During the days of President Lluís Companys, the Mossos d'Esquadra had a gypsy chief. His name was Fèlix Gavari Hortet, father from Aragon and mother from Catalonia, and he died on February 18, 1953 in the infirmary of the Model prison, where he was serving a 20-year sentence for having created with a group of soldiers the association of armed forces of the Republic.

The major of the Mossos d'Esquadra, Josep Lluís Trapero, ended his conference yesterday with this unjustly unknown historical reference. The policeman was invited to give a speech at the cycle Dialogues for Interculturality, organized by the Gitano Secretariat and the La Caixa Foundation, at Palau Macaya.

Trapero accepted the challenge, not an easy one, to talk about "democratic police and diversity" to an audience too used to being singled out as "different". The major already warned that, since he has not spoken much since he was fired, he had carefully prepared the talk and that it would not be short. And it wasn't.

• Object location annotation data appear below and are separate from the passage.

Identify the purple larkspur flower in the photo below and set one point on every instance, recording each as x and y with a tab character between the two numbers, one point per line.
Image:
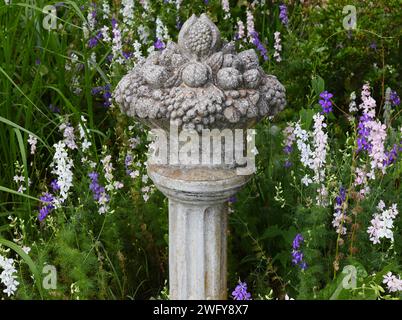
288	164
114	23
55	186
341	197
92	42
96	90
97	189
260	47
283	14
363	132
127	55
395	100
240	292
287	149
297	241
391	155
47	200
127	163
325	101
159	44
297	254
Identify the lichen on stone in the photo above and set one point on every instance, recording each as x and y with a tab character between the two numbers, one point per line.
200	83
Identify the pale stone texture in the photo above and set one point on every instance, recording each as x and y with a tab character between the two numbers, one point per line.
199	83
197	228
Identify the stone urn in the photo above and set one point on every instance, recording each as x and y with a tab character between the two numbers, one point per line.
189	94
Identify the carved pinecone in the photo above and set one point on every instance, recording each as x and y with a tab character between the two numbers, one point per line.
200	38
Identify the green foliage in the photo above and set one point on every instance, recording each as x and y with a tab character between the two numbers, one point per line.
123	254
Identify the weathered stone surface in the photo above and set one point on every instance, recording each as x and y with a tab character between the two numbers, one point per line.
200	63
197	228
199	83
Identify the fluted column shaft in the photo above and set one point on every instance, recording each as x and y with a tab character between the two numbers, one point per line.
197	228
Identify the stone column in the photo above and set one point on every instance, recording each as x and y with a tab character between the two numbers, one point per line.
199	84
197	228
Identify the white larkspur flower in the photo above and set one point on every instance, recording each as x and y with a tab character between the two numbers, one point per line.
68	134
226	9
62	167
394	284
352	103
117	45
32	140
127	11
26	249
241	34
108	172
137	51
105	34
306	180
85	143
250	25
314	158
162	31
277	46
382	223
106	9
8	276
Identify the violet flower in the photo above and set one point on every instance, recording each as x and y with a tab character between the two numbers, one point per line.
395	100
260	47
325	101
297	254
240	292
46	199
283	14
159	44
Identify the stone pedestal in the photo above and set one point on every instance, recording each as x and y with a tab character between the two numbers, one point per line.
197	228
200	85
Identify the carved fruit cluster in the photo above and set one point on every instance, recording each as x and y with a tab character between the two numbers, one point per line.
197	87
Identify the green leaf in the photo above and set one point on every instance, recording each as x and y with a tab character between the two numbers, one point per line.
4	189
28	261
318	84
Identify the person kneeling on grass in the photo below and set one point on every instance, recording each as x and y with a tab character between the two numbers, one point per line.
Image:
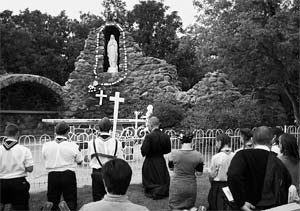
61	157
116	175
15	161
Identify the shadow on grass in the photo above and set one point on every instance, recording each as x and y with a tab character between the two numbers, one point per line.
135	194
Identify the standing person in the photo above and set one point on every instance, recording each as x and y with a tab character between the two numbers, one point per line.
255	175
218	172
245	139
155	175
116	175
275	142
61	157
15	161
101	150
185	162
290	157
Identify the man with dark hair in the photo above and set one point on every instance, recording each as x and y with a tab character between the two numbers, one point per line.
155	175
15	161
256	177
277	132
116	176
61	158
101	150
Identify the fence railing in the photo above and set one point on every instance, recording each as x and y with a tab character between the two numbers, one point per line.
131	140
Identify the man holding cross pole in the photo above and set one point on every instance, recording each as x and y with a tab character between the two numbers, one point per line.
101	150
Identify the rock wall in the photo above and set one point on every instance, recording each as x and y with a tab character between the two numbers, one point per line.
139	84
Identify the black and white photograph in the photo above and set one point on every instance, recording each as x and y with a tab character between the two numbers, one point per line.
150	105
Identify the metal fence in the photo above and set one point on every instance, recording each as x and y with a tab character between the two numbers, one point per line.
131	139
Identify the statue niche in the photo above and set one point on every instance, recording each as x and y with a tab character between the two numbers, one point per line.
111	49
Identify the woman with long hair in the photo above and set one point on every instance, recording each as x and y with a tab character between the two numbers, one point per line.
290	157
185	163
218	172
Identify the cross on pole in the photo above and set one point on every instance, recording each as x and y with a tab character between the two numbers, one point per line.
101	96
117	99
137	113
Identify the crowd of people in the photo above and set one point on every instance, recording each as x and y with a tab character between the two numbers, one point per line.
262	174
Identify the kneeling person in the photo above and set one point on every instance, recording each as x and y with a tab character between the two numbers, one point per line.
15	161
116	177
60	157
101	150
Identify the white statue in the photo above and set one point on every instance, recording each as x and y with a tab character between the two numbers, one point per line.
112	53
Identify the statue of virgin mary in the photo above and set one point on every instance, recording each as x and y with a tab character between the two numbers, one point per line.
112	53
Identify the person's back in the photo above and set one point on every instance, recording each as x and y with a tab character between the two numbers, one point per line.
15	162
221	162
111	203
60	156
290	157
185	163
159	144
17	154
116	175
247	178
155	175
100	151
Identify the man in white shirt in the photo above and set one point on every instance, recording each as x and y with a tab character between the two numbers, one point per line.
15	161
101	150
61	158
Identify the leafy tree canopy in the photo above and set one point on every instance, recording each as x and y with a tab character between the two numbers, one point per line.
257	42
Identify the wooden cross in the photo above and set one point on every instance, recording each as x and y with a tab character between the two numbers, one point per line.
137	113
117	99
101	96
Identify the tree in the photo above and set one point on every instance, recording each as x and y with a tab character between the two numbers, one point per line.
257	43
153	29
115	10
41	44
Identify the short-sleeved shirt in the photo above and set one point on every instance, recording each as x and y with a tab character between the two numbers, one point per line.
113	202
61	156
220	163
14	161
105	146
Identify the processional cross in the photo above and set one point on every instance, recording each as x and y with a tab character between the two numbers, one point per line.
101	96
117	99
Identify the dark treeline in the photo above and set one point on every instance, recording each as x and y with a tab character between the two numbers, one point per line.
256	43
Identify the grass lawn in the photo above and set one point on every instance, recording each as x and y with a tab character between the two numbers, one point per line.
135	194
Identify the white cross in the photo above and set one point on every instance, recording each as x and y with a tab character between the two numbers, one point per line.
137	113
117	99
101	96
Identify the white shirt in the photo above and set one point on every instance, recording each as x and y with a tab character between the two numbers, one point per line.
14	161
220	163
276	149
104	146
61	156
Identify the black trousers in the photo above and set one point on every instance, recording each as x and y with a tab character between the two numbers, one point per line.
15	192
97	185
62	183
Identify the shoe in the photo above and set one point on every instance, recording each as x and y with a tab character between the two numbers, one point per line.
47	206
63	206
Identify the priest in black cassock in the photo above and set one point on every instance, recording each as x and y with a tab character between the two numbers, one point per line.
156	178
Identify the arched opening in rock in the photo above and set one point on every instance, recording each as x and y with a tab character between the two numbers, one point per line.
26	104
108	31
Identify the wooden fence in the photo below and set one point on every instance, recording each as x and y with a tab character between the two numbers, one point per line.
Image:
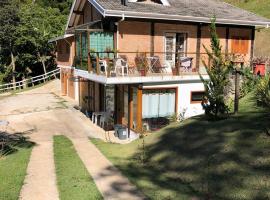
30	81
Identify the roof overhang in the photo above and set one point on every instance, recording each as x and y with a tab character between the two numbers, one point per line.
61	37
77	4
131	14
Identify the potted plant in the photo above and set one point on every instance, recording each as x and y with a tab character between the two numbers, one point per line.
259	65
141	63
174	71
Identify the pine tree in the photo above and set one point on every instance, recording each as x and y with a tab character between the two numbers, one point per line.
218	71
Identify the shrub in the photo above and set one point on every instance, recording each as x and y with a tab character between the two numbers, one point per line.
263	92
248	83
218	71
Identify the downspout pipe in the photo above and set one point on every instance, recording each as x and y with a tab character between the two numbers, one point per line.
117	32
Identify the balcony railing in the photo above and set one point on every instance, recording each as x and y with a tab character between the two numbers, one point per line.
141	64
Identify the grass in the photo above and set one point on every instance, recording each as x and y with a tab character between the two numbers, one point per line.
73	180
228	159
260	7
12	172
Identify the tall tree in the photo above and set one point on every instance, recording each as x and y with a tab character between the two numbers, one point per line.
218	71
37	26
9	21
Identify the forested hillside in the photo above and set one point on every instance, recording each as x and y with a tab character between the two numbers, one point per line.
26	27
262	8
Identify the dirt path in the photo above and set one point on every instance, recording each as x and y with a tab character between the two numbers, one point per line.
44	114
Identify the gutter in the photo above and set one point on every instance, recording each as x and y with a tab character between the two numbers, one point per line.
143	15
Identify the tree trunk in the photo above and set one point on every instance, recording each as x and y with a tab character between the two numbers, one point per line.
43	63
44	66
237	92
13	70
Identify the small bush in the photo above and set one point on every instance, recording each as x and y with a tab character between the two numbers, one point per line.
263	92
248	83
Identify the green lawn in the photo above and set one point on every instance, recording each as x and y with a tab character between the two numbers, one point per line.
227	159
12	172
73	179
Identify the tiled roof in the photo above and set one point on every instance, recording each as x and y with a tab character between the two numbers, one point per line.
191	8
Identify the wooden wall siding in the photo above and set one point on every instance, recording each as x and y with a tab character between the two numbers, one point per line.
65	51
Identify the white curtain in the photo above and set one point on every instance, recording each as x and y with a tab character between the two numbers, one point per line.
158	104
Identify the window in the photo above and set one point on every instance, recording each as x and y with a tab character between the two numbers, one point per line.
240	45
175	47
158	103
197	97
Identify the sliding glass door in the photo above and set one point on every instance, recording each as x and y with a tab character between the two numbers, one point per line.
158	103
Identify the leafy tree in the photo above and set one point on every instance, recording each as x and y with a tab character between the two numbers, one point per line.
263	92
9	21
218	72
37	26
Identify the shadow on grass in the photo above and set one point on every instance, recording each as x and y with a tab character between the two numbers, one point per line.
10	143
227	159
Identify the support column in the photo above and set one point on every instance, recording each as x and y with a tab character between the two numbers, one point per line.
198	49
129	110
227	41
152	46
252	45
139	110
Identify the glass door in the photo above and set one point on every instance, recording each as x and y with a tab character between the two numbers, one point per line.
181	45
170	44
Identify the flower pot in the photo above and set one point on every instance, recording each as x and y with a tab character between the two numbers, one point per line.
143	72
259	69
174	71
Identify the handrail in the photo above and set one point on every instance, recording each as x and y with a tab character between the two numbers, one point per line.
13	86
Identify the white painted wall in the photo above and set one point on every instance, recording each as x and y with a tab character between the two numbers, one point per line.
184	97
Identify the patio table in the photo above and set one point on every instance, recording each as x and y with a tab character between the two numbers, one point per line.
95	116
152	60
122	69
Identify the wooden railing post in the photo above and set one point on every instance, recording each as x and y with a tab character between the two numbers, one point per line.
97	60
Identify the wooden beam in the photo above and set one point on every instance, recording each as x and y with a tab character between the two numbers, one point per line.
139	110
90	67
252	45
227	41
198	48
78	12
130	113
152	45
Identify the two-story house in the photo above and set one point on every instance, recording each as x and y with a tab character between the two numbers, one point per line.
141	59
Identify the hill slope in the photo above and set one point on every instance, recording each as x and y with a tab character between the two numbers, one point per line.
260	7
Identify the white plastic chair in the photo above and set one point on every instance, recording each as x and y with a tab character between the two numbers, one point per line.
167	67
121	64
103	66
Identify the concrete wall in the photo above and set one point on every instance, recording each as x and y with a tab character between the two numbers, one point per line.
67	82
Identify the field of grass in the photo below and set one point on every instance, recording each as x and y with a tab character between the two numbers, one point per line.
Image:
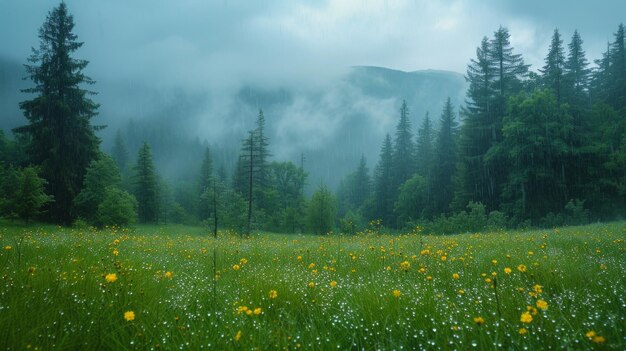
154	288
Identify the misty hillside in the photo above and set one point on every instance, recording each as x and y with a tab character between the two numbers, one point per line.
332	126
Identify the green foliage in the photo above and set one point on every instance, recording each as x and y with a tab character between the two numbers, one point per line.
322	211
30	197
101	174
117	208
62	139
145	187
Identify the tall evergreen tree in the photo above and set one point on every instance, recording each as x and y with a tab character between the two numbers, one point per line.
146	186
383	185
120	152
576	73
205	183
552	71
445	160
62	139
403	151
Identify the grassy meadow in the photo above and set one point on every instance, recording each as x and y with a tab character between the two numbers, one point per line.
152	288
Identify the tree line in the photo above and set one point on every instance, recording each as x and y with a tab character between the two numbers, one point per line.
526	148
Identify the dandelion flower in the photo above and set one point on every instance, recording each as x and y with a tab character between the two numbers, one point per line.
541	304
479	320
526	318
111	277
129	316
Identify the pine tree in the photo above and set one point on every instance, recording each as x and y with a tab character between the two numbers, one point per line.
62	139
552	71
145	183
120	152
403	157
445	160
576	74
383	185
205	183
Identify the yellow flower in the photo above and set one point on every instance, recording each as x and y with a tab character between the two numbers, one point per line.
526	318
111	277
541	304
129	316
598	339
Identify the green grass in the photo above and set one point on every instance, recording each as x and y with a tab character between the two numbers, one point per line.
54	294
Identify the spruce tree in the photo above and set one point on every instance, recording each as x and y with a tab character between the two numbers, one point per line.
383	185
403	151
552	71
445	160
145	184
62	139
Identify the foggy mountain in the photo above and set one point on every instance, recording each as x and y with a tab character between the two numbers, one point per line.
331	124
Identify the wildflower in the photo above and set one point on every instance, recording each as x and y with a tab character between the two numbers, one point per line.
598	339
111	277
129	316
541	304
526	318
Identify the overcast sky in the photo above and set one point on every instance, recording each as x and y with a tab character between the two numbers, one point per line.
224	42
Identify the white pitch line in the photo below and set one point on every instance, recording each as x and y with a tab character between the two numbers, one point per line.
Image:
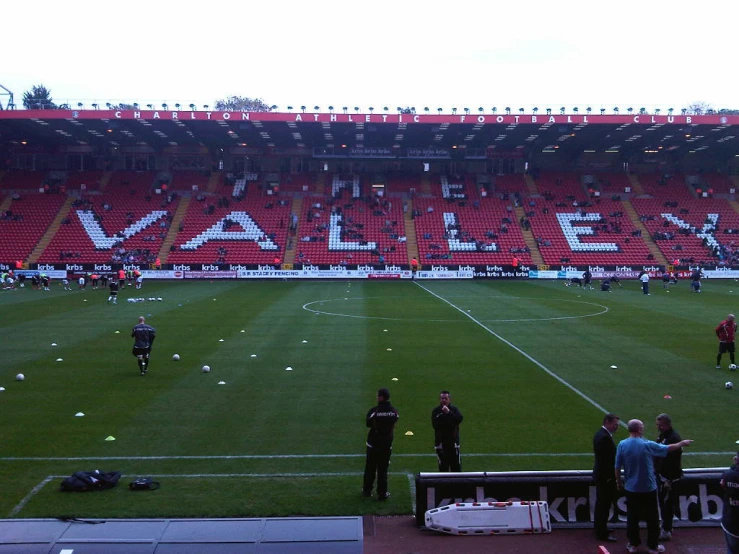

He admitted to being nervous because it is not easy to go up on stage and speak from an institution, the police, and in his case the Mossos d'Esquadra, over which suspicions of racism or discrimination

The major entered the matter and admitted, after making a first defense of difference as the essence of diversity and wealth, that the police have a long way to go. Because only by being a diverse police force will it be able to initiate a one-on-one dialogue with the diverse and plural society it protects.

Those who know Trapero are familiar with his critical sense, his not-so-comfortable positions and how he moves away from comfort spaces to generate debate. That is why he criticized how the Police are too concerned with defending material goods and invest little in protecting the public, the landscapes, the air we breathe, the working conditions of workers or the repression of discrimination or racism. He claimed a "more social" police force, but not only by word of mouth, but one that seeks "collective well-being" and guarantees people's rights "by getting involved in the safeguarding of civility". A Police, he said, that enters as another officer in schools and neighborhoods.

Trapero defended the urgency of incorporating diversity into the Police, as a concept and as a reality. The figures are for reflection. Today, only one in every 137 police officers is a foreigner born outside Europe. There are only four mosos from black Africa. And he recalled that, if the Ministry of Defense once successfully opened its doors to other nationalities, it is only a matter of willingness to do the same in the Police to look for talent and the necessary diversity to achieve a "more social and democratic".